Dados como pilar da gestão: sem indicadores, não há gerenciamento
A gestão efetiva dos riscos psicossociais é, antes de tudo, uma questão de dados. A coleta de informações, o mapeamento dos fatores de risco, a realização de diagnósticos organizacionais, o acompanhamento de indicadores e a avaliação da efetividade das medidas implementadas são elementos indispensáveis para qualquer programa de gerenciamento de riscos.
Sem monitoramento não há prevenção efetiva. Sem indicadores não há gestão. Sem dados, há apenas percepções subjetivas incapazes de sustentar decisões estratégicas.
Organizações que conhecem seus indicadores conseguem identificar áreas críticas, implementar medidas preventivas adequadas e demonstrar uma atuação efetiva na gestão dos riscos ocupacionais. Mais do que evitar autuações ou reduzir passivos trabalhistas, essa abordagem fortalece a cultura organizacional, reduz custos e contribui para resultados mais sustentáveis. Veja como a Normavitta apoia no diagnóstico e monitoramento.
Documentação: a defesa jurídica começa na prevenção
Sob a perspectiva jurídica, o monitoramento contínuo e documentalmente comprovado é indispensável. Em eventual fiscalização, investigação administrativa ou demanda judicial, a demonstração de boa-fé empresarial passa necessariamente pela capacidade de comprovar que a organização:
- Identificou os riscos psicossociais presentes no ambiente de trabalho
- Implementou medidas preventivas compatíveis com os riscos encontrados
- Monitorou os resultados ao longo do tempo
- Revisou continuamente seus processos e documentou as evidências
Não basta a preocupação declarada com a saúde mental. Não basta a existência de políticas internas sem aplicação prática. A conformidade com a NR-1 exigirá evidências, registros e a demonstração objetiva de que a empresa possui mecanismos efetivos de prevenção e gerenciamento.
NR-1 como oportunidade de diferenciação competitiva
A atualização da NR-1 reforça uma tendência cada vez mais presente no ordenamento jurídico contemporâneo: a substituição de uma postura meramente reativa por uma atuação preventiva efetiva, baseada em gestão de riscos.

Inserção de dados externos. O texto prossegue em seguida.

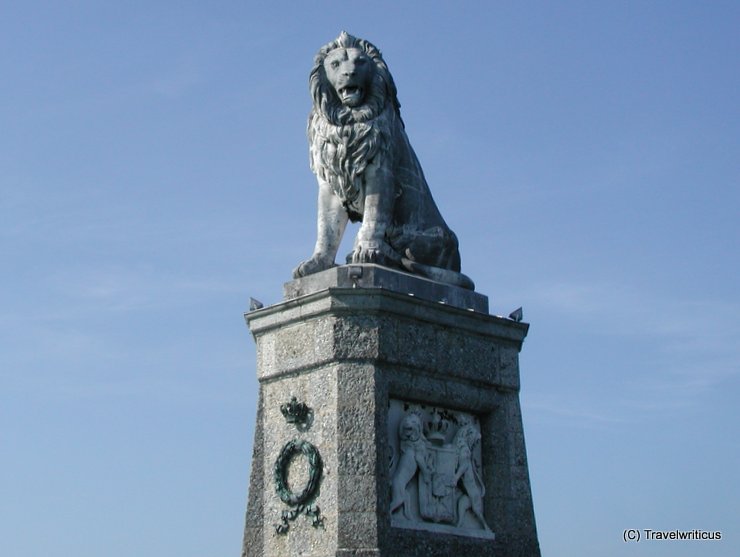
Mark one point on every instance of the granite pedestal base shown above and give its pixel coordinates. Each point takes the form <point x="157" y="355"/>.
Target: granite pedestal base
<point x="388" y="422"/>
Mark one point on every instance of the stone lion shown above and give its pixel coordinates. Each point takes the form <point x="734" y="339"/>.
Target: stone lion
<point x="368" y="172"/>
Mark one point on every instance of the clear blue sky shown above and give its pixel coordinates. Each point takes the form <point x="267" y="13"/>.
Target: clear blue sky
<point x="154" y="175"/>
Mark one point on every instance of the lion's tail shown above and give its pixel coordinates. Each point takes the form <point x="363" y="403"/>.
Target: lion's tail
<point x="438" y="274"/>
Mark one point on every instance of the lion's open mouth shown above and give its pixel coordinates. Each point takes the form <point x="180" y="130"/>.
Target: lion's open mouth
<point x="351" y="94"/>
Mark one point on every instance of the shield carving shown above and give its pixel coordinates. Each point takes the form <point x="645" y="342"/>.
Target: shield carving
<point x="437" y="492"/>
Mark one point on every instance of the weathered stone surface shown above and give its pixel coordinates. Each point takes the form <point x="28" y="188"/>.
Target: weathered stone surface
<point x="368" y="172"/>
<point x="348" y="354"/>
<point x="378" y="277"/>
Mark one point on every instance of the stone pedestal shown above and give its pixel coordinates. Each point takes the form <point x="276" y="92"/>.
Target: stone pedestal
<point x="388" y="422"/>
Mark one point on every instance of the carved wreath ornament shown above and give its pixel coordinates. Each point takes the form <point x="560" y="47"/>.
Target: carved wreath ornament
<point x="300" y="501"/>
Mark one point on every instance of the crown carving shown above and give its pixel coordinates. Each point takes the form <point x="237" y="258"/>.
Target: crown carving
<point x="295" y="412"/>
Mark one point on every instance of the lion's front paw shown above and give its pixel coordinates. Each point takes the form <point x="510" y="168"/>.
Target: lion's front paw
<point x="316" y="264"/>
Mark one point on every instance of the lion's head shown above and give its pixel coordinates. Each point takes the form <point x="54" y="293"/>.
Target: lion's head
<point x="350" y="81"/>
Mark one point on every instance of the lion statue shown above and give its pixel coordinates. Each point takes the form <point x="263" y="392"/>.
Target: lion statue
<point x="368" y="172"/>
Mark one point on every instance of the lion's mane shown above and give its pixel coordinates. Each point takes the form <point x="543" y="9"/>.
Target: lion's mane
<point x="344" y="140"/>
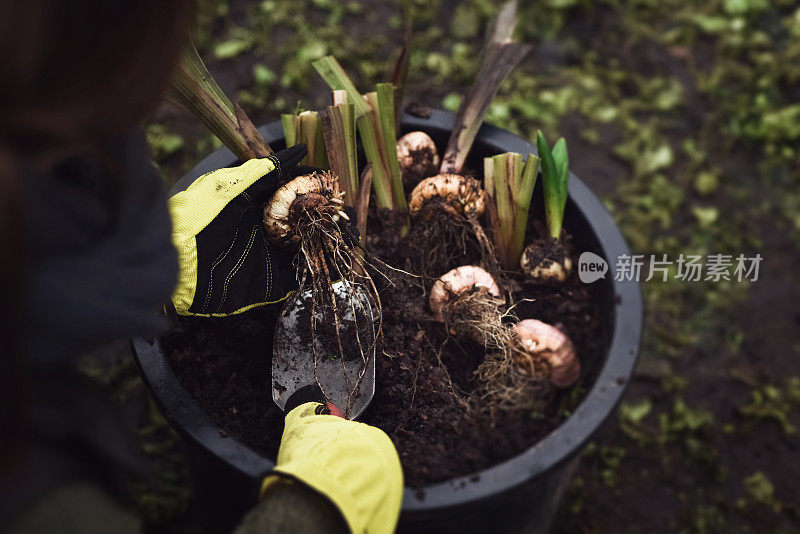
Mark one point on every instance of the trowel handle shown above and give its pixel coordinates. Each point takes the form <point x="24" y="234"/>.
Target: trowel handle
<point x="312" y="393"/>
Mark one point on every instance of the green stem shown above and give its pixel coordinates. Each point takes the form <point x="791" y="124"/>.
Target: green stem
<point x="555" y="176"/>
<point x="498" y="59"/>
<point x="193" y="87"/>
<point x="339" y="130"/>
<point x="509" y="184"/>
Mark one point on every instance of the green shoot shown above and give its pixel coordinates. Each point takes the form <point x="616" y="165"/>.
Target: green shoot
<point x="338" y="80"/>
<point x="509" y="184"/>
<point x="193" y="87"/>
<point x="376" y="126"/>
<point x="339" y="130"/>
<point x="555" y="173"/>
<point x="306" y="128"/>
<point x="398" y="72"/>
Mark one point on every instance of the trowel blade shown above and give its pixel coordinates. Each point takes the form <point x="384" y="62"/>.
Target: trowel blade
<point x="293" y="353"/>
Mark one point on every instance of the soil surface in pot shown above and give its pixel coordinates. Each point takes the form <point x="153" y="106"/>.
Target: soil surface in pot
<point x="424" y="377"/>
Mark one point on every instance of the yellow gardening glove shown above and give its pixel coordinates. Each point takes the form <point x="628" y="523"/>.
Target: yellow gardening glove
<point x="225" y="264"/>
<point x="353" y="464"/>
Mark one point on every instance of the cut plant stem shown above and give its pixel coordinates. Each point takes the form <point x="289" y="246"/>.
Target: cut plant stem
<point x="339" y="130"/>
<point x="555" y="174"/>
<point x="375" y="118"/>
<point x="383" y="128"/>
<point x="509" y="186"/>
<point x="338" y="80"/>
<point x="499" y="58"/>
<point x="194" y="88"/>
<point x="306" y="128"/>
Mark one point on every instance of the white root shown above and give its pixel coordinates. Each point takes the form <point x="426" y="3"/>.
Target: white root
<point x="458" y="281"/>
<point x="276" y="222"/>
<point x="416" y="143"/>
<point x="461" y="193"/>
<point x="540" y="341"/>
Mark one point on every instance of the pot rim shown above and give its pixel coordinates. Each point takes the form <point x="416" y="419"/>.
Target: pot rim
<point x="557" y="447"/>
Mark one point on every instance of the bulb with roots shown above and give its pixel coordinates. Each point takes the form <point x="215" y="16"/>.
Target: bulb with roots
<point x="418" y="157"/>
<point x="467" y="300"/>
<point x="445" y="210"/>
<point x="540" y="349"/>
<point x="306" y="212"/>
<point x="308" y="199"/>
<point x="546" y="262"/>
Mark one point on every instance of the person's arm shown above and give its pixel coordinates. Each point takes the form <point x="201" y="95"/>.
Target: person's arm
<point x="332" y="475"/>
<point x="289" y="506"/>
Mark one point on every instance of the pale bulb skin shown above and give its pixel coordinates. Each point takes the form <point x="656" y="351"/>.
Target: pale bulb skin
<point x="542" y="341"/>
<point x="553" y="272"/>
<point x="459" y="280"/>
<point x="277" y="226"/>
<point x="461" y="193"/>
<point x="415" y="142"/>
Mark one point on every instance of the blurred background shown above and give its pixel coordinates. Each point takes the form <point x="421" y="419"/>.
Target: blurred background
<point x="684" y="117"/>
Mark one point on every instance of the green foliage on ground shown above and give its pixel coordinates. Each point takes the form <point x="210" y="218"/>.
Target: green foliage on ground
<point x="684" y="116"/>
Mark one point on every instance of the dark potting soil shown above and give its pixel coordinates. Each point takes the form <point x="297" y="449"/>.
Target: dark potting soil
<point x="424" y="377"/>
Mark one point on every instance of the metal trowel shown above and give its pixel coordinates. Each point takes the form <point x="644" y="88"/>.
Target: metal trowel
<point x="348" y="383"/>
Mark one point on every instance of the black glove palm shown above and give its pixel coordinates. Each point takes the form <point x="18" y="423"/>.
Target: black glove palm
<point x="226" y="265"/>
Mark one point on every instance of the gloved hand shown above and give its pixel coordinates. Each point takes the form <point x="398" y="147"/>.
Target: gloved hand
<point x="225" y="264"/>
<point x="353" y="464"/>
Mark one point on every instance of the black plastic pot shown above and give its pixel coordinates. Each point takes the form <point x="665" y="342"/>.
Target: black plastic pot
<point x="519" y="495"/>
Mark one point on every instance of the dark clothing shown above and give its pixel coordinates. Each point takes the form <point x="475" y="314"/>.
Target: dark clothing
<point x="101" y="258"/>
<point x="101" y="264"/>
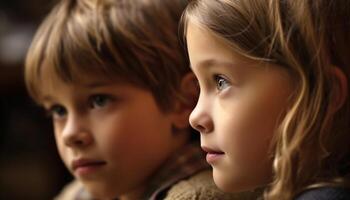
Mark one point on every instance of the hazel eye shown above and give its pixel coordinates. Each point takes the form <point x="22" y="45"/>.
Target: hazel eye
<point x="100" y="100"/>
<point x="221" y="82"/>
<point x="57" y="111"/>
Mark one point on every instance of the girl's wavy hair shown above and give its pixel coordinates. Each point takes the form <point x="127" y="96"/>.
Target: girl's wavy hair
<point x="307" y="38"/>
<point x="134" y="41"/>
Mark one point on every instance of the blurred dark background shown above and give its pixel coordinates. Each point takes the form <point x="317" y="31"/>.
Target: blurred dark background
<point x="30" y="167"/>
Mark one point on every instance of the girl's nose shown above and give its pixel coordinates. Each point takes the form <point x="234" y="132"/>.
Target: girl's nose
<point x="200" y="119"/>
<point x="76" y="133"/>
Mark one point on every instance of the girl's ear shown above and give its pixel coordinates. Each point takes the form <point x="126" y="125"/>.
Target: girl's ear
<point x="189" y="92"/>
<point x="339" y="89"/>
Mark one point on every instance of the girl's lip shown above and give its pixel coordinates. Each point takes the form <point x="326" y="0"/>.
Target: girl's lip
<point x="212" y="154"/>
<point x="211" y="151"/>
<point x="79" y="163"/>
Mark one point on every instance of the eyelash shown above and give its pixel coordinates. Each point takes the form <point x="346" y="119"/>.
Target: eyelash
<point x="220" y="80"/>
<point x="95" y="100"/>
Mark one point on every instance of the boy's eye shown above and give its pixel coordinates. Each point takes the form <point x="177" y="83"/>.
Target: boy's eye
<point x="57" y="111"/>
<point x="99" y="100"/>
<point x="221" y="82"/>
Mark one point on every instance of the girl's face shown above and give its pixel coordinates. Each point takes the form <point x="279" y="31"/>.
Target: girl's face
<point x="239" y="107"/>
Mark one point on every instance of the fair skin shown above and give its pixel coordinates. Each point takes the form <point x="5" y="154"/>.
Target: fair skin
<point x="112" y="136"/>
<point x="239" y="107"/>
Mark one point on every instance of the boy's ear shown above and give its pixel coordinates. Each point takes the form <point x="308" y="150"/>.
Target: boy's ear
<point x="339" y="89"/>
<point x="189" y="92"/>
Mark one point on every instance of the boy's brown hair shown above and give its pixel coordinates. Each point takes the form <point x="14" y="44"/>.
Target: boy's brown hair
<point x="118" y="39"/>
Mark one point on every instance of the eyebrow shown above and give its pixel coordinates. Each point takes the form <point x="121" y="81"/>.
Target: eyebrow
<point x="209" y="63"/>
<point x="96" y="84"/>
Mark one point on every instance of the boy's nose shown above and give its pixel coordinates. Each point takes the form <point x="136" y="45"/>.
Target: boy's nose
<point x="200" y="119"/>
<point x="76" y="134"/>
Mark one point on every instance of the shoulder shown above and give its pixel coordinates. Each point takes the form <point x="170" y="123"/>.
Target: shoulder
<point x="73" y="190"/>
<point x="325" y="193"/>
<point x="201" y="186"/>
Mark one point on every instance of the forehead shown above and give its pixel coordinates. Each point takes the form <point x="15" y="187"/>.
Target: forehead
<point x="50" y="80"/>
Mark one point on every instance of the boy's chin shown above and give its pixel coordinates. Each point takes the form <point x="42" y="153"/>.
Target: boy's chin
<point x="100" y="191"/>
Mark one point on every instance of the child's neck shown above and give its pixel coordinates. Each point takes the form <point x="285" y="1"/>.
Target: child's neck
<point x="133" y="195"/>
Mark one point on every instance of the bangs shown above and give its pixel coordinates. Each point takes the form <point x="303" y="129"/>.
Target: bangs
<point x="70" y="47"/>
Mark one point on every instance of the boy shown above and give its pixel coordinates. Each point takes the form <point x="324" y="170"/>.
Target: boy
<point x="117" y="84"/>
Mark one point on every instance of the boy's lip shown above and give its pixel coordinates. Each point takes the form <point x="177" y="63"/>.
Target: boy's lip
<point x="83" y="162"/>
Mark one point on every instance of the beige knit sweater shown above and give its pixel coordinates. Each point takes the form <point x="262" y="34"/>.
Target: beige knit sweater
<point x="202" y="187"/>
<point x="198" y="187"/>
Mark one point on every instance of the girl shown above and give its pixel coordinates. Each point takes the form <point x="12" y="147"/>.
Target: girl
<point x="273" y="109"/>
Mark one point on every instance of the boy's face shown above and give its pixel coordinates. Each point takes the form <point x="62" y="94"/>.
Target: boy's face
<point x="111" y="136"/>
<point x="239" y="107"/>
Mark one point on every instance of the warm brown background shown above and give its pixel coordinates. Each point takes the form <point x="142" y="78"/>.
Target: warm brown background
<point x="29" y="163"/>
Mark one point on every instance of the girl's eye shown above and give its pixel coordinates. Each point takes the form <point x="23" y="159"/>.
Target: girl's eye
<point x="99" y="100"/>
<point x="221" y="82"/>
<point x="57" y="111"/>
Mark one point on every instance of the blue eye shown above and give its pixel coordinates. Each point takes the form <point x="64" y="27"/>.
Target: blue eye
<point x="221" y="82"/>
<point x="99" y="100"/>
<point x="57" y="111"/>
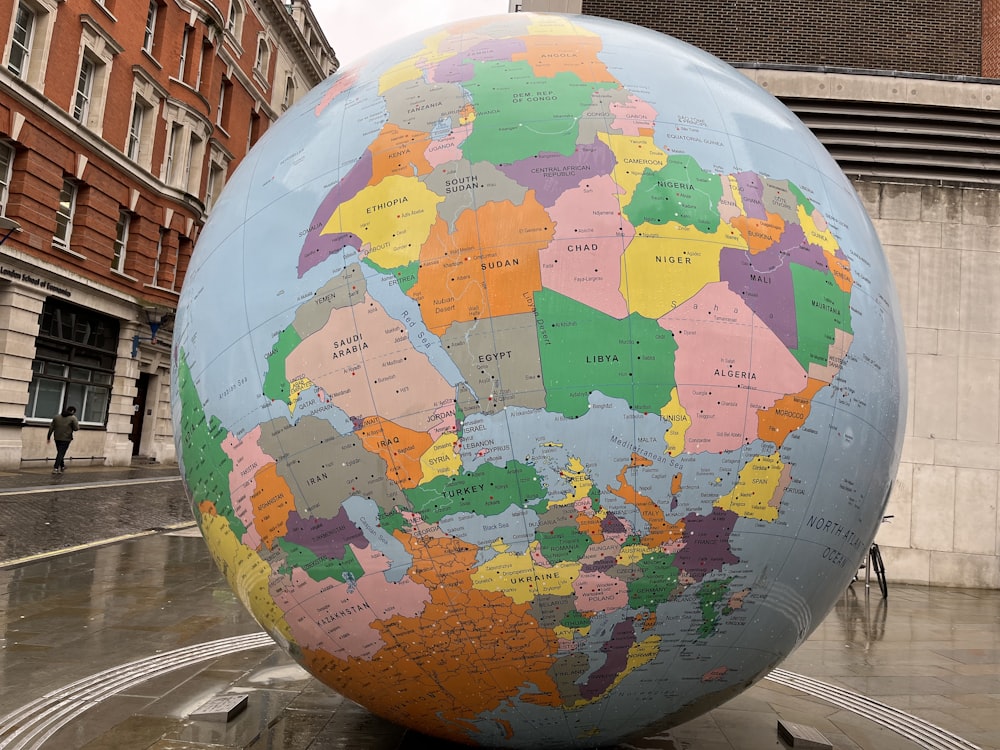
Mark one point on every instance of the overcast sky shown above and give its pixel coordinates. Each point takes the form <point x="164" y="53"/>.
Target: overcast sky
<point x="354" y="27"/>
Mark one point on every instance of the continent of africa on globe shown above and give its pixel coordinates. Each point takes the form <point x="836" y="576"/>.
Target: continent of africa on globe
<point x="538" y="382"/>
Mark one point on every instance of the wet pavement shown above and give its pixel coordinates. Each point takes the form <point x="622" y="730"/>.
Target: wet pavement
<point x="42" y="512"/>
<point x="115" y="626"/>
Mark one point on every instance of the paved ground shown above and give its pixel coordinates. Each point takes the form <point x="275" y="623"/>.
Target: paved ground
<point x="112" y="646"/>
<point x="41" y="512"/>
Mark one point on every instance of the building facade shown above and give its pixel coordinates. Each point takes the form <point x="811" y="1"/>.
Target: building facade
<point x="906" y="97"/>
<point x="120" y="121"/>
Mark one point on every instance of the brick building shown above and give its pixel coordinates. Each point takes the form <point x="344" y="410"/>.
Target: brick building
<point x="120" y="121"/>
<point x="906" y="97"/>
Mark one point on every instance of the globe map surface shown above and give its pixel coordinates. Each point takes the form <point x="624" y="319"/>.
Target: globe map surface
<point x="538" y="381"/>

Organizações que compreendem essa lógica não apenas se adequam às exigências regulatórias — elas se diferenciam em um mercado cada vez mais competitivo. A gestão responsável dos riscos psicossociais agrega valor à marca, fortalece a reputação institucional, atrai e retém talentos e demonstra o comprometimento real com o capital humano.
Em um cenário em que colaboradores, consumidores e investidores avaliam cada vez mais a postura das empresas em relação ao bem-estar, sustentabilidade e ESG, a conformidade com a NR-1 deixa de ser custo e passa a ser diferencial estratégico.